Ankle Mobility Drills for Deeper Squats and Better Stability

Posted by FlexGear February 25, 2026

Unlock Your Squat Potential: Essential Ankle Mobility Drills for Depth and Stability

Have you ever felt like you hit a brick wall at the bottom of your squat? Despite your best efforts to keep your chest up and your heels down, your body simply refuses to go lower without your form breaking down. While many lifters focus on hip flexibility, the true culprit is often the ankles. Ankle mobility is the unsung hero of lower-body mechanics, and improving it can be the fastest way to achieve a deeper, safer, and more powerful squat.

Ankle mobility specifically refers to dorsiflexion, which is the ability to bring your toes toward your shin or drive your knee forward over your foot. When this range of motion is restricted, your body compensates by leaning the torso excessively forward or lifting the heels off the ground. By prioritizing the following drills, you can clear these restrictions and improve your overall lifting stability.

The 5-Inch Wall Test: Assessing Your Mobility

Before diving into the drills, it is essential to establish a baseline. Stand facing a wall with one foot approximately five inches away. Keeping your heel firmly planted on the ground, attempt to touch your knee to the wall. If your heel lifts or your knee cannot reach the wall, your ankle mobility is likely limiting your performance. Perform this test on both sides to identify any imbalances between your left and right ankles.

Top Drills for Improved Dorsiflexion

1. Wall Ankle Mobilizations

This is a foundational dynamic stretch that targets the calf muscles and the ankle joint capsule. Stand in the same position as the wall test. Slowly drive your knee forward toward the wall, ensuring it tracks over your middle toe rather than collapsing inward. Hold the stretch for one second at the point of tension and return to the start. Perform 15 repetitions per side to physically "remind" the joint of its intended path of motion.

2. Banded Ankle Distractions

Sometimes the restriction isn't just a tight muscle; it is a "pinch" or a blockage within the joint itself. To fix this, attach a heavy resistance band to a sturdy post and loop it around the front of your ankle, just below the bony prominences (the malleoli). Step forward until there is significant tension pulling the joint backward. In this position, perform the knee-to-wall movement. The band helps pull the talus bone back, creating space in the joint and allowing for a smoother, deeper range of motion.

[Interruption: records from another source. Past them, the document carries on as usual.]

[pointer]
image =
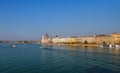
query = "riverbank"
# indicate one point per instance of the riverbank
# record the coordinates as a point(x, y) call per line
point(83, 45)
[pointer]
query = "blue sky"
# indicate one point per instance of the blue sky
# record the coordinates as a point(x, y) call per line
point(30, 19)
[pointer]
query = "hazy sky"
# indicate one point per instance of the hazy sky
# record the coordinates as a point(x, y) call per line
point(30, 19)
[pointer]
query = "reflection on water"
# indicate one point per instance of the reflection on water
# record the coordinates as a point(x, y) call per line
point(30, 58)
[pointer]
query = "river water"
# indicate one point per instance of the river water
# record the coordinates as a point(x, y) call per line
point(32, 58)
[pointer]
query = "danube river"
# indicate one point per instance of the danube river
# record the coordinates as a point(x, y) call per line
point(32, 58)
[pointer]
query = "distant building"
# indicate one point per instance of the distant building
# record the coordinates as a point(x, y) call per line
point(96, 39)
point(46, 39)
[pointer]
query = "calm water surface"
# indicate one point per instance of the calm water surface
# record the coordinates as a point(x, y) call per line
point(31, 58)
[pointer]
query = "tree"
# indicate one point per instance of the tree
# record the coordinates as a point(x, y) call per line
point(85, 42)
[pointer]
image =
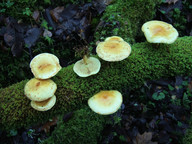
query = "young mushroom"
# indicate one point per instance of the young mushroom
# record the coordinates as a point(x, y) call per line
point(106, 102)
point(87, 66)
point(113, 49)
point(159, 32)
point(45, 65)
point(39, 90)
point(41, 93)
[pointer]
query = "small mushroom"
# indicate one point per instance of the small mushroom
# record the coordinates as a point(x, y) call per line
point(113, 49)
point(159, 32)
point(44, 105)
point(45, 65)
point(106, 102)
point(87, 66)
point(39, 90)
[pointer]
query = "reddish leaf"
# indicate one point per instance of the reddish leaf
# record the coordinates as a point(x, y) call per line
point(171, 1)
point(36, 15)
point(55, 13)
point(145, 138)
point(46, 127)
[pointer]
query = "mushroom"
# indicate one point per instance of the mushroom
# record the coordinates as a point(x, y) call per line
point(113, 49)
point(39, 90)
point(87, 66)
point(45, 65)
point(159, 32)
point(44, 105)
point(106, 102)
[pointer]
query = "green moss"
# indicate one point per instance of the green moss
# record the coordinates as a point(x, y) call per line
point(146, 62)
point(84, 127)
point(125, 18)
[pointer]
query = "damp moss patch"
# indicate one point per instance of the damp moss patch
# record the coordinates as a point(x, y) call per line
point(146, 62)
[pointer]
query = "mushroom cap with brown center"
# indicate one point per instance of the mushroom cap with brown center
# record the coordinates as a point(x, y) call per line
point(106, 102)
point(91, 67)
point(39, 90)
point(45, 65)
point(113, 50)
point(44, 105)
point(159, 32)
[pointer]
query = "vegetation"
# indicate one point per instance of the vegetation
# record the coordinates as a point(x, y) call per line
point(84, 127)
point(144, 63)
point(125, 18)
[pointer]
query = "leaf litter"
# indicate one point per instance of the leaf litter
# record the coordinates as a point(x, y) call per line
point(65, 23)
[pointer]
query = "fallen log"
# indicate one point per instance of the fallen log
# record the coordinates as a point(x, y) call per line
point(146, 62)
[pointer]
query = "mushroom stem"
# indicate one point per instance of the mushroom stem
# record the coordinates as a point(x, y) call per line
point(85, 59)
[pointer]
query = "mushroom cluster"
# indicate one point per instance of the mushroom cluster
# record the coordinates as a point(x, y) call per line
point(41, 89)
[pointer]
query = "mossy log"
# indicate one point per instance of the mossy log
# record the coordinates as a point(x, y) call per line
point(147, 61)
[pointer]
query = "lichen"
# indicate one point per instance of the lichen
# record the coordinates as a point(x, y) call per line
point(146, 62)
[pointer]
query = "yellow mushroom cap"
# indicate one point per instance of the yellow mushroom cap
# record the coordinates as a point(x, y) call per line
point(106, 102)
point(39, 90)
point(113, 50)
point(44, 105)
point(159, 32)
point(116, 38)
point(45, 65)
point(91, 67)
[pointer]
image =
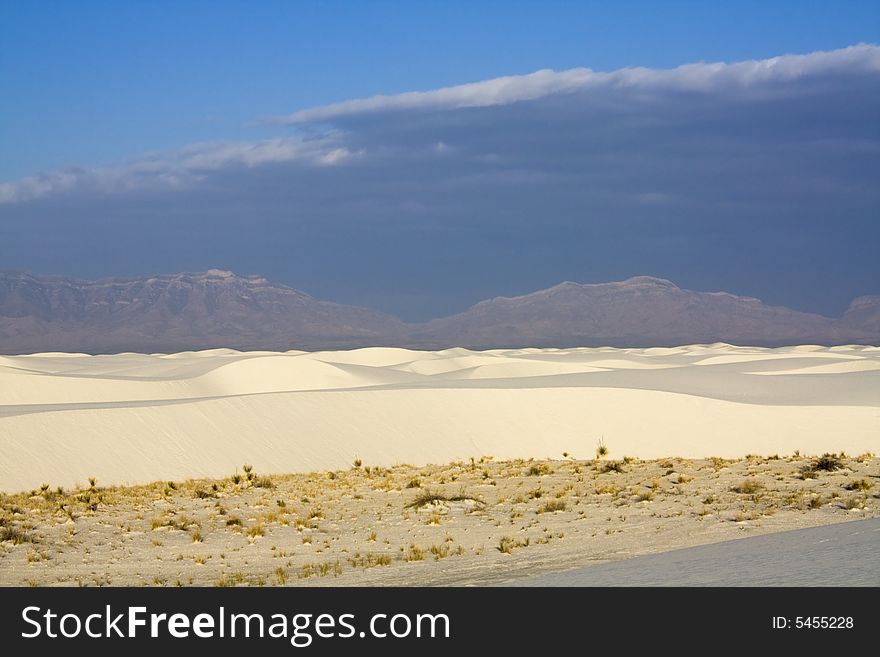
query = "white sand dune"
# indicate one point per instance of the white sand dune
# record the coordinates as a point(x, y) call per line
point(131, 418)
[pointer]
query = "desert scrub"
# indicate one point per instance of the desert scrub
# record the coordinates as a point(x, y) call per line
point(748, 487)
point(507, 544)
point(828, 462)
point(414, 553)
point(538, 470)
point(551, 506)
point(428, 496)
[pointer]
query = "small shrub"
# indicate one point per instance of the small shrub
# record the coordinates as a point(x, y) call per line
point(748, 487)
point(551, 506)
point(538, 470)
point(507, 544)
point(853, 502)
point(414, 553)
point(828, 463)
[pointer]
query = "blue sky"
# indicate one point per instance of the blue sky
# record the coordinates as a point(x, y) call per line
point(92, 81)
point(133, 140)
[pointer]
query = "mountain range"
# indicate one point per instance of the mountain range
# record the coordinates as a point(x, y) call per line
point(217, 308)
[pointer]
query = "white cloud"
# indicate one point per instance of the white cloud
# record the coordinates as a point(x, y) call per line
point(179, 169)
point(475, 143)
point(511, 89)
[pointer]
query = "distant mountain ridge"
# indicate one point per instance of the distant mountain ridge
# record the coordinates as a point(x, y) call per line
point(217, 308)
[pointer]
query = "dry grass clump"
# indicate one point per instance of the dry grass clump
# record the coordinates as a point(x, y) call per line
point(748, 487)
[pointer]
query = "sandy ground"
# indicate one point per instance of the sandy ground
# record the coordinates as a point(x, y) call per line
point(135, 418)
point(842, 554)
point(473, 522)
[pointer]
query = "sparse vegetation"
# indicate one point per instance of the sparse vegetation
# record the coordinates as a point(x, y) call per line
point(748, 487)
point(313, 525)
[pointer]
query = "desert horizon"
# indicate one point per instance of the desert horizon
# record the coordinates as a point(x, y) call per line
point(135, 418)
point(411, 295)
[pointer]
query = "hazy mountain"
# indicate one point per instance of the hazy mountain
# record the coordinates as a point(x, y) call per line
point(640, 311)
point(863, 315)
point(177, 312)
point(219, 309)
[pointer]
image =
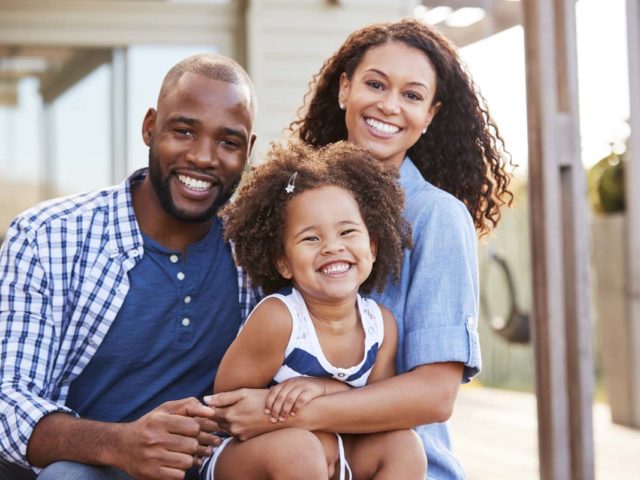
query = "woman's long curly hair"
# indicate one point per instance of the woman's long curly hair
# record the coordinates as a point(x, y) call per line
point(462, 152)
point(255, 222)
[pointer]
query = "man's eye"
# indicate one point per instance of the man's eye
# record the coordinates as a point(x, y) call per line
point(229, 143)
point(184, 132)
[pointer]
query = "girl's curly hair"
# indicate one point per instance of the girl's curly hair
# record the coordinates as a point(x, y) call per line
point(255, 222)
point(462, 153)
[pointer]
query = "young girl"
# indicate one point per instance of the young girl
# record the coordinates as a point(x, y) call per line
point(316, 226)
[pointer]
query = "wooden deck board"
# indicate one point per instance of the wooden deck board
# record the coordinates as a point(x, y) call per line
point(494, 435)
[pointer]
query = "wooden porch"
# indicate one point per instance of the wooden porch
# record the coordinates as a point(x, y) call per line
point(495, 437)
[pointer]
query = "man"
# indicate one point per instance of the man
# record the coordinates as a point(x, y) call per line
point(115, 303)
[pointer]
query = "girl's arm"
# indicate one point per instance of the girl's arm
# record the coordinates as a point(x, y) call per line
point(423, 395)
point(258, 351)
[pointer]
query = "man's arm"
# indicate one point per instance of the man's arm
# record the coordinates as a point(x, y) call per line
point(160, 445)
point(29, 339)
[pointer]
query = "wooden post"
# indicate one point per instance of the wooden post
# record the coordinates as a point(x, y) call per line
point(632, 192)
point(119, 88)
point(560, 259)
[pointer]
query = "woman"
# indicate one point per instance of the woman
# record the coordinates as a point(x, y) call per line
point(400, 90)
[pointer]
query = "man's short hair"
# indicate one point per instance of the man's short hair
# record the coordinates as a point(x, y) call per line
point(213, 66)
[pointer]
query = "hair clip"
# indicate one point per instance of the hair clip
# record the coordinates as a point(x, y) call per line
point(290, 186)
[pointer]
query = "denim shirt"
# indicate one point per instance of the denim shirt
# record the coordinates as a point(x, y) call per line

3. Weighted Kettlebell Stretch

Using external weight can provide the extra leverage needed to sink into a deeper range. Sit on a bench or the floor with one foot flat and the knee bent. Place a kettlebell or a heavy dumbbell on top of your knee. Lean your chest forward into the weight, using it to push the knee further over the toes while keeping the heel glued to the floor. Hold this position for 45 to 60 seconds per side. This prolonged tension helps desensitize the nervous system to the deeper range of motion.

4. Eccentric Calf Raises

Strength and mobility are two sides of the same coin. To maintain the new range of motion you have created, you must strengthen the muscles in that lengthened state. Stand on the edge of a step and rise onto the balls of your feet. Slowly—over a count of four seconds—lower your heels as far below the level of the step as possible. This eccentric loading helps remodel the connective tissue and provides the stability your brain needs to "trust" a deeper squat position.

Integrating Mobility into Your Routine

For the best results, consistency is more important than intensity. Incorporate these drills into your pre-workout warm-up or your active recovery days. Focus on the following tips to maximize your progress:

  • Test and Retest: Perform the 5-inch wall test before and after your drills to see immediate improvements.
  • Don't Force It: Mobility takes time. Avoid aggressive bouncing; instead, use slow, controlled movements.
  • Check Your Footwear: While these drills help, ensure you are lifting in shoes that provide a stable base, or consider barefoot training for accessory work to further challenge the small muscles of the feet.

By dedicating just ten minutes a day to your ankle health, you will notice a significant shift in your squat mechanics. Better ankle mobility leads to better weight distribution, which ultimately reduces the strain on your lower back and knees. Start today, and move toward a deeper, more stable squat.